Starting with FedEx, followed by many
In an interview with FreightWaves, Proctor said he began driving in 1996 with FedEx (NYSE: FDX). A long series of different employers followed — not unusual in the business — but Proctor retired in 2022 from Oakley Transport, based in Lake Worth, Florida. He said he had been a company driver his entire career.
Proctor said COVID killed both his parents within two months of each other. The end result, he said, is that “I took a long, hard look at what it cost me being on the road so long and the things I missed.”
His wife asked him if he wanted his children to be his only legacy, “or was it something else I wanted to leave behind as an artifact?”
The result was Proctor’s departure from the road and a change in focus, to writing “Grabbing the Hammer Lane.” He said he wrote the play in about three months and then “workshopped” it with a friend from the theater faculty at Georgia’s Kennesaw State University.
That work behind him, Proctor said the play was ready to be introduced. Its first performance was at the Orlando Fringe Festival last May.
Proctor said the festival is one that “showcases all the different genres, comedy, musicals, everything.” The dramatic nature of “Hammer Lane” meant that Proctor and his wife, who served as the producer, didn’t know what the reaction would be. Not to worry: It was named the best solo drama of the festival for 2023.
“We had folks coming out of the theater making comments like, ‘Man, I thought it was going to be about trucker stuff, but I was really surprised,’” Proctor said.
That performance was successful enough that Proctor was asked to repeat his performance in January at FestN4, which is produced by the Orlando Fringe Festival.

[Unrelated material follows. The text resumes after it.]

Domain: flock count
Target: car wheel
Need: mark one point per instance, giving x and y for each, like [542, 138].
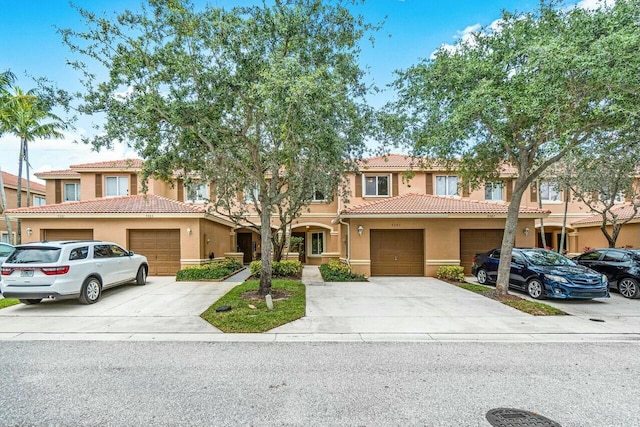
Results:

It was that performance that led to the review by The Orlando Performer.
While the play may not be about trucking per se, the industry is never far from the action.
Proctor said when the theater goes dark, the audience can hear the sound of CB chatter, with the radio voice reaching out to “all my fellow road warriors.” The voice urges drivers to “grab the hammer lane,” but also cautions that if they are fortunate enough to have their parents still alive, “Give them a call today. Don’t put it off.”

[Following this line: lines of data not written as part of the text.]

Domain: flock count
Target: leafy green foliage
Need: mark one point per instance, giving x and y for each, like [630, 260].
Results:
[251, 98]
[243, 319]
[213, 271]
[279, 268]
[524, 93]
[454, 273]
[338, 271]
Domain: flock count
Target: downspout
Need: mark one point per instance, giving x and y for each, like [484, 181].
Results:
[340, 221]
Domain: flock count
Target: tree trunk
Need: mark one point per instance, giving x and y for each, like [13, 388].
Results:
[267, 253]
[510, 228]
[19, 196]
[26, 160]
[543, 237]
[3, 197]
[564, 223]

Proctor is blunt about mental health challenges facing drivers. “It can be a very lonely existence,” he said. “There’s about 3.5 million truckers on the road today, and about 30% of them admit they suffer from some kind of depression because of the time spent away from family.”
Proctor said the play is “semi-autobiographical, because some of it does reflect my experiences on the road.”
As the actor, he plays two parts: a middle-aged truck driver named Matt, and Matt’s father.
“Trucking is a direct rebellion by Matt against his father’s expectations,” Proctor said. “His father really wanted him to go in a different direction. And they have a falling out over it.”
Complicating matters is that Matt has an addiction: gambling. Other family secrets are revealed, and the various forces pulling at Matt eventually lead him to therapy, “to help him understand what decisions he has made that directed the course of his life, and the contentious relationship he has had with his father,” Proctor said.
Give my regards to close to Broadway
It may not be Broadway, but “Hammer Lane” is headed to New York. It will be one of a series of one-person performances produced during the spring season at United Solo on 42nd Street, one night only on April 11.
“Hammer Lane” is not likely to be the last play by Proctor with trucking as a theme. He said he is interested in “the crossroads between the theater and the trucking industry.”
“You normally don’t see the life and compelling stories of truckers reflected on stage,” Proctor said. “So this is a niche that I’m identifying, to develop a series of compelling plays that deal with life on the road.”